The Eagles' recent history says it would be a mistake to bury them so soon. Reid's record in November and December is outstanding for a reason. His teams get better as the season goes on. That's a result of coaching and the team's cohering and the competitive nature of players like McNabb and Trotter and Brian Dawkins.

There is a chance, too, that there's a method behind the apparent madness in Reid's offensive approach. With his quarterback vulnerable and playing in pain, Reid has all but ignored the running game that might take some of the pressure off McNabb.

Could it be that he went into the season planning to preserve Westbrook by using him as sparingly as possible in the early going? Could it be that he planned to spring rookie Ryan Moats late in the season, or even in the postseason? Could it be that Reid calculated he could win enough early games on McNabb's arm and then diversify later?

It is possible. And it is possible that McNabb's medical chart threw the calculations off. And it is certain that Reid has failed to adjust his thinking accordingly.

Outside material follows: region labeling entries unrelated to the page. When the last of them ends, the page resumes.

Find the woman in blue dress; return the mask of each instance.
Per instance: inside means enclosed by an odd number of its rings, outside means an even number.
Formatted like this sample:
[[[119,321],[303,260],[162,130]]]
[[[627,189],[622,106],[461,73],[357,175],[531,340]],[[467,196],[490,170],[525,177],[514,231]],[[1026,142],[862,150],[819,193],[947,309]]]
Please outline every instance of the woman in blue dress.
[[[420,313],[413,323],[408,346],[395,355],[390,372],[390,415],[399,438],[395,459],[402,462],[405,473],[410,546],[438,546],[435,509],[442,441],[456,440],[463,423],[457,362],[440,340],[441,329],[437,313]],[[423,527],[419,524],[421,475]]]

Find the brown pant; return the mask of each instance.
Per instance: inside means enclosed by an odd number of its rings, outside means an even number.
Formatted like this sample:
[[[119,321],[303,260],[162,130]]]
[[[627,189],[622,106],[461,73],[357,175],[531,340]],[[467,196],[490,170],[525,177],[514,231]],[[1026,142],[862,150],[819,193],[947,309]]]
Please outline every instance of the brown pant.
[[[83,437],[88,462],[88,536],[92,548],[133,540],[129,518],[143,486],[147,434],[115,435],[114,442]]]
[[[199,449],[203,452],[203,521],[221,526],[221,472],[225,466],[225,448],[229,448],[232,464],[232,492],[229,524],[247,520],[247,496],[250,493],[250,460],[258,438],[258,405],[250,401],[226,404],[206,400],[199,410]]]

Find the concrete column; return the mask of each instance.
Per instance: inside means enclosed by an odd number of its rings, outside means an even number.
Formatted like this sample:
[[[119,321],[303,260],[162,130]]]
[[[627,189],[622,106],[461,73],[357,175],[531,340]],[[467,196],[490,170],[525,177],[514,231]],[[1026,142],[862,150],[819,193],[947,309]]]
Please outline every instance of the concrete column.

If that was the plan, then there is still time, still hope for the coach to move on to phase two. Now, with the heart of the NFC East schedule looming, would be a very good time to show his hand.

So there's your ray of hope. It isn't much, not with the defense banged up and getting burned for 33 points here and 49 points there. Not with the special teams still wobbly. And especially not with McNabb unlikely to improve physically until he has that surgery he needs.

Two years ago, he played through a terrible slump with that thumb injury. But the thumb healed as time went by. That's not happening this year.

Reid could, of course, decide to make the big move and sit McNabb for a while. Play Koy Detmer or Mike McMahon and hope the offense is efficient enough to win some games. Even if the hernia isn't healed, McNabb could still benefit from a few weeks out of the fire.

But you get the feeling Reid will stick with his quarterback no matter what. It is their unspoken agreement. If McNabb can play, he plays. He is the man. End of discussion.

All the rest of us can do is accept the reality. Last year is gone. The Eagles had their best team and their best chance so far to win a Super Bowl under Reid. They fell short.

We expected this to be The Year Redux. It isn't. The magic belonged to 2004, and no matter how much you will it to change, the calendar still says 2005.